The easy wealth that Venezuela once derived from oil exports is a memory now. Tumbling oil prices, rampant corruption
and profligate public spending have plunged the country into economic crisis, triggering an angry backlash that
culminated last month in the election as president of a populist former army officer and onetime coup leader, Hugo
Chavez.
Many of the country's woes can be traced to the government's failure to diversify the economy and protect it from the
boom-and-bust cycles of international oil markets. With oil prices at 12-year lows, Venezuela is mired in its third
recession in five years.
The government is strapped with a huge budget deficit that has forced it to cut back on social services and lay off
tens of thousands of workers from its bloated bureaucracy, a major source of employment. Meanwhile, Venezuela spends
nearly 40 % of its budget to service its $ 24 bn foreign debt.

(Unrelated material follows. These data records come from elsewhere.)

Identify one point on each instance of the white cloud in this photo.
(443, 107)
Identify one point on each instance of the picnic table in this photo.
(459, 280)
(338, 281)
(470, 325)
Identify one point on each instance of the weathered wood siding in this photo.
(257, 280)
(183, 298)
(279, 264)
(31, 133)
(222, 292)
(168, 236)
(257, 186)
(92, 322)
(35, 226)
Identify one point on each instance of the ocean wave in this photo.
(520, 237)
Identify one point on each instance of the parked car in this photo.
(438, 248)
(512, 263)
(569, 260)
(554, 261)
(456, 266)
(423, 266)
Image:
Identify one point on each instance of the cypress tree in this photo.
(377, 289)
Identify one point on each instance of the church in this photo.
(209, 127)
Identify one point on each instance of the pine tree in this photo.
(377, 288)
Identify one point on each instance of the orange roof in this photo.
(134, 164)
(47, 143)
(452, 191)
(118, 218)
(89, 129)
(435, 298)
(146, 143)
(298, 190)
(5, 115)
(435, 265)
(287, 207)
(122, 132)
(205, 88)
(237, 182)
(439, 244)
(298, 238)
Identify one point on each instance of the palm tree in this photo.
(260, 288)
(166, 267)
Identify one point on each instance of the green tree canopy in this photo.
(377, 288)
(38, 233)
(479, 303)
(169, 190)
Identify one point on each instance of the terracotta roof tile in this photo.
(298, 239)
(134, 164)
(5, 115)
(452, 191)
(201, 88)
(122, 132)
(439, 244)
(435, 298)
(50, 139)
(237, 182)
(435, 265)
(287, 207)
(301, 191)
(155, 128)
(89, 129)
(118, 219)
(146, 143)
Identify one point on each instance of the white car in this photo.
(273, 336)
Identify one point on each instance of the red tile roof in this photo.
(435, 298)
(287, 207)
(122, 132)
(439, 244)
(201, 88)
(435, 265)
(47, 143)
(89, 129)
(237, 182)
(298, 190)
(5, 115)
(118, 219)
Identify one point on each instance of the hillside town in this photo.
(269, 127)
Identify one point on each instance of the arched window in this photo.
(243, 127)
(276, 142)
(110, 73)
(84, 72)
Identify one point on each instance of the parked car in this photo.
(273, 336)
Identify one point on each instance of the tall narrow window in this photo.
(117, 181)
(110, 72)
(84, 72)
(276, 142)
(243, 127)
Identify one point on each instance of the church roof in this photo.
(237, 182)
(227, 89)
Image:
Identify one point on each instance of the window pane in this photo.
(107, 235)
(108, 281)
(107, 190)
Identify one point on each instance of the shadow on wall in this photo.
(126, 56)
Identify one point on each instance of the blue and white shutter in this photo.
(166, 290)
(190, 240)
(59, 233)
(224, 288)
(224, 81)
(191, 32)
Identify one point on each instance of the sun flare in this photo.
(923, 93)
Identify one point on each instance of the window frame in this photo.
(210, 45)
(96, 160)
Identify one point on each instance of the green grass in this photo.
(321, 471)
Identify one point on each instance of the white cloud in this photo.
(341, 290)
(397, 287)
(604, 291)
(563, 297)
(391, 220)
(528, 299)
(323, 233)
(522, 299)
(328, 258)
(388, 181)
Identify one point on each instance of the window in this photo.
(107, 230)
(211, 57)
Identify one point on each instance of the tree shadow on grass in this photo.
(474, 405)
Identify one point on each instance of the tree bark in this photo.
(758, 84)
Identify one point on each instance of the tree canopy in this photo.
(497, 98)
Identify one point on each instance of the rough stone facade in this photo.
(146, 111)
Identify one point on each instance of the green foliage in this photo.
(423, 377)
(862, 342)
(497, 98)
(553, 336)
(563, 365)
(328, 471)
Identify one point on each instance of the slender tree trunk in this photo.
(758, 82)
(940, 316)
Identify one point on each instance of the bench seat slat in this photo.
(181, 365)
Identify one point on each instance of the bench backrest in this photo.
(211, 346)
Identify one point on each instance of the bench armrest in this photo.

"Since it was perceived that oil was a finite resource, the thought was that it would continue to skyrocket," said an
American political consultant.
During an anti-establishment campaign, Chavez, who takes office Feb. 2, skilfully played on popular discontent over
the failed economic policies and perceived dishonesty of the two main parties. His vows to attack corruption and
redistribute the country's oil wealth were especially well received among the poor, who account for an estimated 80 %
of the population.
Although financial circles were unsettled by his left-wing campaign speeches, Chavez has since calmed the fears of
some investors by announcing the reappointment of the country's respected finance minister, Maritza Izaguirre. The
business community has welcomed his plan to merge government ministries, cutting the number to 10 or 12.
Venezuelans who voted for Chavez, meanwhile, are eager for him to begin to implement his campaign promises. Throughout the capital, crime and homelessness have increased as the economic situation has worsened. In the busy Sabana Grande section of Caracas, poor Venezuelans amble by the rows of outdoor cafes asking patrons for money or food or eating any leftovers they can find.
The task of reviving the economy will not be easy, thanks in part to the outgoing government of President Rafael
Caldera, which avoided deep cuts in public spending and chose instead to drain cash-rich government agencies -- such
as PDVSA.
"Previous administrations did not have a clear development plan," said a Latin American strategist.
Chavez will inherit a $ 9 bn budget deficit, an annual inflation rate of 30 % and a national oil company whose
profits have been plummeting. Last month, the company announced that net profits had plunged from $ 4.7 bn in 1997 to
$ 1.4 bn last year.
Economic diversification is considered essential in Venezuela, where oil accounts for almost one-third of the gross
domestic product and 75 % of exports.
In an effort to diversify the economy, the government has invested heavily in the aluminium, steel and iron
industries. To buy votes, however, it padded the new factories with so many unnecessary jobs that it created another
drain on oil revenues.
Attacking government corruption, which has been pervasive, is also high on Chavez's agenda. Last year, the German
watchdog group Transparency International rated Venezuela the eighth most corrupt country in the world in a survey
that measured businessmen's perceptions.